A common SparkPlusPlus job looks like this:

  • input datasets: customers and orders
  • output table or files: customer_orders
  • target format: Delta
  • goal: join and curate datasets into a cleaner analytics table

If you want a fuller example, see Use Case Examples.

The GitHub repository also includes a runnable sample project at samples/customer-orders that mirrors this use case as a standalone Maven build.

Minimal Example

import io.github.sparkplusplus.app.{AppContext, SparkApp, SparkETLApp}
import io.github.sparkplusplus.io.{InputDatasetConfig, OutputDatasetConfig}
import org.apache.spark.sql.DataFrame

final case class ExampleConfig(
inputs: Seq[InputDatasetConfig],
outputs: Seq[OutputDatasetConfig]
) extends SparkApp.WithInputDatasets with SparkApp.WithOutputDatasets

object ExampleJob extends SparkETLApp[ExampleConfig] {
override protected def appName: String = "example-job"

override protected def configClass: Class[ExampleConfig] = classOf[ExampleConfig]

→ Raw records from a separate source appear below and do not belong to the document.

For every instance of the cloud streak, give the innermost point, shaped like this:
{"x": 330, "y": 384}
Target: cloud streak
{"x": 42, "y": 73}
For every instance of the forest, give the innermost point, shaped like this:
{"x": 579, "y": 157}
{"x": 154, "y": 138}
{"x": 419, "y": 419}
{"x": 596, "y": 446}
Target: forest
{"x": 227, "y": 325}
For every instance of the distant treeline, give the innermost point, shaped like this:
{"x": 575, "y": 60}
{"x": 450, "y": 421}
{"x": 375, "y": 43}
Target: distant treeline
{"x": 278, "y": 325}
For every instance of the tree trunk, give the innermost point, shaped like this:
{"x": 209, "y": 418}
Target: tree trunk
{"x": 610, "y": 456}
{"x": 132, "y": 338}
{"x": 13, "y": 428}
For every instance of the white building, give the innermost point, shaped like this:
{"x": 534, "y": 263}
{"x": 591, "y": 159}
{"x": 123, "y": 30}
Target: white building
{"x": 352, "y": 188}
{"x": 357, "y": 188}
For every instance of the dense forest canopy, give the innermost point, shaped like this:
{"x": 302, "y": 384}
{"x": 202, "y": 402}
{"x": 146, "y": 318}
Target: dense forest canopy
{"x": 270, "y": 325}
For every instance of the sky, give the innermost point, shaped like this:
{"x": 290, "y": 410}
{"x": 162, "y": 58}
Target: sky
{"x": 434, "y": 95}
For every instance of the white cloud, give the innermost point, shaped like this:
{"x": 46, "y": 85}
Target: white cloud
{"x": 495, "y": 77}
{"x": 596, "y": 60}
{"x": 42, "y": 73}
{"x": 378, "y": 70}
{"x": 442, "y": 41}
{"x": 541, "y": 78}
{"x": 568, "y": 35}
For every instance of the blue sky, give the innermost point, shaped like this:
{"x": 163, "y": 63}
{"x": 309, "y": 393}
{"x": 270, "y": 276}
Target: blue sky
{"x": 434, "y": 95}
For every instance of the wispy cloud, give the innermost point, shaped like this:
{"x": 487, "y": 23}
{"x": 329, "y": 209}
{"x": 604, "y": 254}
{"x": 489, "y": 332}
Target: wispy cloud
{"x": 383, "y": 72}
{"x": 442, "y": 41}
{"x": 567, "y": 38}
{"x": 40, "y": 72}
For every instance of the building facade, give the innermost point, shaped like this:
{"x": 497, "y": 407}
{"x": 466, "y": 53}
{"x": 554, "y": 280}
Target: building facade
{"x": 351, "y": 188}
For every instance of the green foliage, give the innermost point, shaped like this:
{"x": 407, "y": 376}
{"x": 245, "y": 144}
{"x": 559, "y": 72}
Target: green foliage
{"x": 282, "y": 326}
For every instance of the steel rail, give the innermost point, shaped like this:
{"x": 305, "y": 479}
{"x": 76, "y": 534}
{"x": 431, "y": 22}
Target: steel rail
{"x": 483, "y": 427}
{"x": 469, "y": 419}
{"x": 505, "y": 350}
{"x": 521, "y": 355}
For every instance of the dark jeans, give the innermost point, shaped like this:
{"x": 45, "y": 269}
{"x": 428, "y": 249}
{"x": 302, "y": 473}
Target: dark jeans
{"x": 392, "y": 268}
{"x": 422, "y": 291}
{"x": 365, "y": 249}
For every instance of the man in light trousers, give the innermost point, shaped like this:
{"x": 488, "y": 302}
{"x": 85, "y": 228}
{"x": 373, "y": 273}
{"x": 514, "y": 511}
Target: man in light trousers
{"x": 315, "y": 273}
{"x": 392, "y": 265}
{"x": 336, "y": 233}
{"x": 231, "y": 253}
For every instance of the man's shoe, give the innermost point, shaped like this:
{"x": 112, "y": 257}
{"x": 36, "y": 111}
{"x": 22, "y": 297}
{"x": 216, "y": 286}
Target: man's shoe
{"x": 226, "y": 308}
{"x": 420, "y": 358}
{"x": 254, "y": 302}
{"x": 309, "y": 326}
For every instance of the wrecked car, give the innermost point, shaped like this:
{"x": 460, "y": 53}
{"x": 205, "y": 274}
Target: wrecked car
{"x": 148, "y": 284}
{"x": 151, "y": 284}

override protected def transform(
ctx: AppContext[ExampleConfig],
inputs: Map[String, DataFrame]
): Map[String, DataFrame] = {
Map("output_orders" -> inputs("input_orders"))
}
}

Matching YAML:

inputs:
- name: input_orders
path: s3://bucket/raw/orders
format: parquet
outputs:
- name: output_orders
path: s3://bucket/curated/orders
format: parquet
mode: overwrite